Is value investing dead?
In order to make any sense at all of our complex world, we divide things into all kinds of categories based on common characteristics. The same applies in the world of investment. Investors distinguish between different sectors, countries, small and large listed companies, value and growth stocks, and so on.
Sometimes, this categorization yields useful and beneficial insights; sometimes it doesn't. And sometimes a change in our environment causes a categorization that has long been useful and beneficial to lose its value.
For decades, the distinction between value and growth stocks was highly valuable. Value stocks, usually defined as shares with a low price-to-book valuation, generated substantially higher long-term returns than growth stocks with a high price-to-book valuation.
The difference was so great and statistically significant that the value characteristic was considered a systematic factor for determining long-term returns.
But since the global financial crisis of 2008/09 and, in fact, slightly before that, growth stocks have been doing much better than their value counterparts. Particularly in the last few years, a chasm has opened between the returns of value and growth stocks – to the benefit of the latter category.
This long period of value underperformance has seriously damaged confidence in the validity of the value factor. So, isn't it about time we concluded that value investing is dead?
If we look at the above graph, in which a rising line indicates value stock outperformance and a falling one growth stock outperformance, we can see that value strategies have more frequently shown long periods of extreme underperformance in the past. This was the case in both the 1930s and the 1990s.
Yet every occurrence was followed by a spectacular comeback. Therefore, it’s too early to write off value stocks.

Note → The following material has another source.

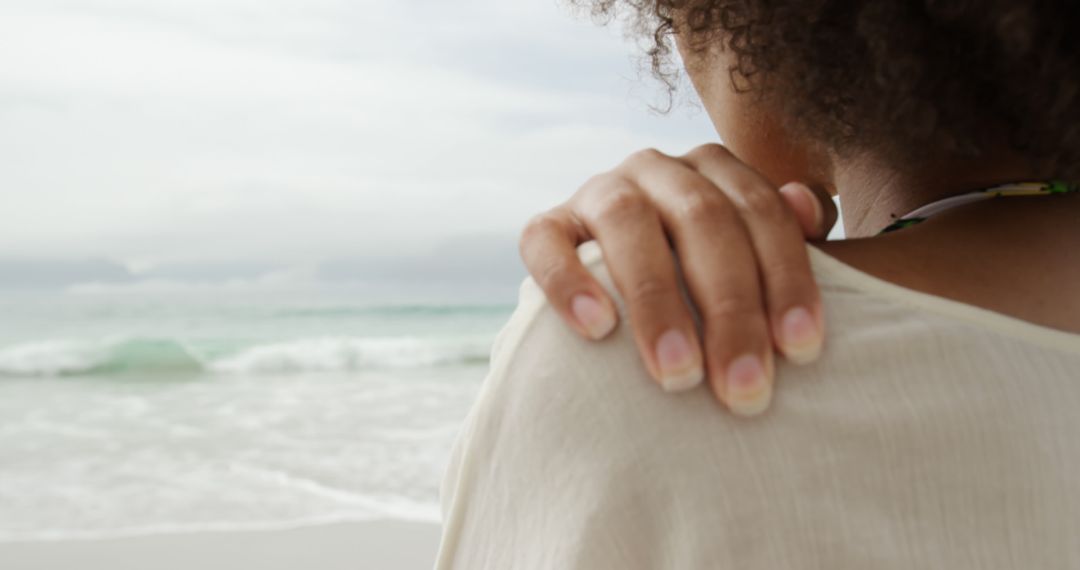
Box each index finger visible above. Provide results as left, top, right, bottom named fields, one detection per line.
left=519, top=207, right=620, bottom=341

On the other hand, we should definitely not rule out that the change in circumstances this time around is so great that value stocks have indeed permanently lost their ability to generate outperformance.
A growing problem is, for example, that the book value - the traditional workhorse of value strategies - is becoming less representative of the value of modern companies’ production resources. Increasingly, these comprise intangible assets such as licenses, copyrights, patents, trademarks, brand names and customer data - which, unlike factories and machines, are difficult to quantify in traditional book values.
Another potential problem is that in the past, value strategies have delivered their best performance in times of high economic growth and rising prices. In other words, when growth was not scarce. In periods of low economic growth and inflation – such as the 1930s, the period since the global financial crisis, and economic recessions – growth stocks usually did much better.
The past century, especially the second half, was a period of exceptional economic growth. There was a sixfold increase in the world's population and yet the average per capita income across the globe grew significantly. If, as various economists expect, we are heading towards a period of lower but historically more normal economic growth, investors may remain charmed by growth stocks for much longer.
That demonstrates that what we are dealing with is a case of tea leaf reading. Neither a miraculous recovery nor a final curtain can be ruled out. And this is the sore spot of the financial profession: we are very good at finding, testing and extrapolating correlations from the past, but not overly successful at devising robust, theoretical explanations for why and exactly under which conditions these correlations occur.
Basically, forecasting with some degree of precision is still beyond our reach. Investing is still more of an art than a science.